5 comments on “Double Pot your Houseplants

  1. omg! why is no one talking about this…as an ill informed beginner I just replanted 14 plants directly into decorative pots! I watched about a dozen of youtube videos that focus only on pots with drainage in them already (mostly boring looking pots), and some even recommend drilling holes in decorative pots that have no drainage!!! It made me feel like I am missing something, why would they sell something that I cannot easily use! And also, okay I just spend 15 euros on a decorative pot that I love and now I have to make a hole in it and then put an ugly plate under it, WHAT!? Thank you for this post, I feel better now…got a lot of work to do however hahah, repotting all my plants hahah

    • Sorry you learned too late, but… better late than never!

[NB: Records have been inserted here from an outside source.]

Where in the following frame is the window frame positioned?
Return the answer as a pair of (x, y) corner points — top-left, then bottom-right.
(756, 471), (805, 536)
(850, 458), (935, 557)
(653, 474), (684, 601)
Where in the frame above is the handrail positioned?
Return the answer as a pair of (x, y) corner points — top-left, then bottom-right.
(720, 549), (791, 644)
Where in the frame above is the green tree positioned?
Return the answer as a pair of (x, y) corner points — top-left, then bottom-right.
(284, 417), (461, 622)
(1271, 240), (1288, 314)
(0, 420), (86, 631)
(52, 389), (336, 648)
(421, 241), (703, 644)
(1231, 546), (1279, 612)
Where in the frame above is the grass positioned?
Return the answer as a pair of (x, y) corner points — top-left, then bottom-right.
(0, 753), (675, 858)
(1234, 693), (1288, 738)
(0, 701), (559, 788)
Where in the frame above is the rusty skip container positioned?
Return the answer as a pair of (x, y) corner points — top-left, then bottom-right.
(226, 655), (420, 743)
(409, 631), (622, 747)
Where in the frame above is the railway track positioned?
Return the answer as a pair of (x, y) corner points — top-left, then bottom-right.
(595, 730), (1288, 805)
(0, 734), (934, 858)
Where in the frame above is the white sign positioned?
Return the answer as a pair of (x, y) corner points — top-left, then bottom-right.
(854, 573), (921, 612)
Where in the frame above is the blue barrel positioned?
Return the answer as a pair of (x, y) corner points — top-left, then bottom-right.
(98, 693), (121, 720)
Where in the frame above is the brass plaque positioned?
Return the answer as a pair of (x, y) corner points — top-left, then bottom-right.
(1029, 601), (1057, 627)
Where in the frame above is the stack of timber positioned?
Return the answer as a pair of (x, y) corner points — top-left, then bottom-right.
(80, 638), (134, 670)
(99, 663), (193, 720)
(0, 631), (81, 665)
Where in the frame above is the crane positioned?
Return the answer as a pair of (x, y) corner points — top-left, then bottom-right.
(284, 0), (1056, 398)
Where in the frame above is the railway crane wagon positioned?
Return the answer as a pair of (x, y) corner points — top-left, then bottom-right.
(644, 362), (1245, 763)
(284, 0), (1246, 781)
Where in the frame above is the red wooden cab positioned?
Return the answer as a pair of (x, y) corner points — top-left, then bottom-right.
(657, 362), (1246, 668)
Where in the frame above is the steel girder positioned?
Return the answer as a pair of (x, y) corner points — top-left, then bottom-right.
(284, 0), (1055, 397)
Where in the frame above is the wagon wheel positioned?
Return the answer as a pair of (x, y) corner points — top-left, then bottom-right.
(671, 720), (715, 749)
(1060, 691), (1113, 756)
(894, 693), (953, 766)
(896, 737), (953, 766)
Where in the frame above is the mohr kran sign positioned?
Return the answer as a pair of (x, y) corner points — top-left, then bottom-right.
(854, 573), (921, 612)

    • YES! Thankfully I had “big goals” of painting my own pots so I haven’t repotted yet. I bought 10 plain terracotta from Lowes at the start of the pandemic..
      It’s been a year and I STILL haven’t started painting – possibly because I knew in my heart it was not going to look good (I’m not an artist and I knew they would be streaked and have paint runs and don’t get me started on how the stenciling I’d plan to do would turn out. It was gonna be BAD, lol.)

      Then someone gave me a plant in a cache pot and I decided to see if this was “a thing.” OMG – why did I not know this??? Like the poster above, NOW ALL OF THESE DRAINAGE-LESS POTS MAKE SENSE.
      I am so excited and really looking forward to finding some unique pots secondhand. I think it’s going to be my new obsession!! My plant collection is now at 20, and I can’t wait!

      I do have a questions.

      1. Do you have recommendations for good nursery pots. I was looking at the mega garden center and I didn’t know if some pot-linters were better than ohters, and

      2. Do you recommend lining the cache pot with a few rocks to keep the plant from accidentally standing in water. I didn’t want to use pebbles because they displace water and it ends up being the same as without them. But 2-4 rocks to balance the pot, and leave room for water without displacing it upward.

      Thanks so much for this post!!!!

      • 1. Really, the choice is up to you.

        2. Since, ideally, you don’t want any water to be accumulating in the bottom (otherwise the roots will end up growing down into them where they could soak in water), the rocks would be mostly useful for adjusting the height of the pot (short pot in a deep cache-pot).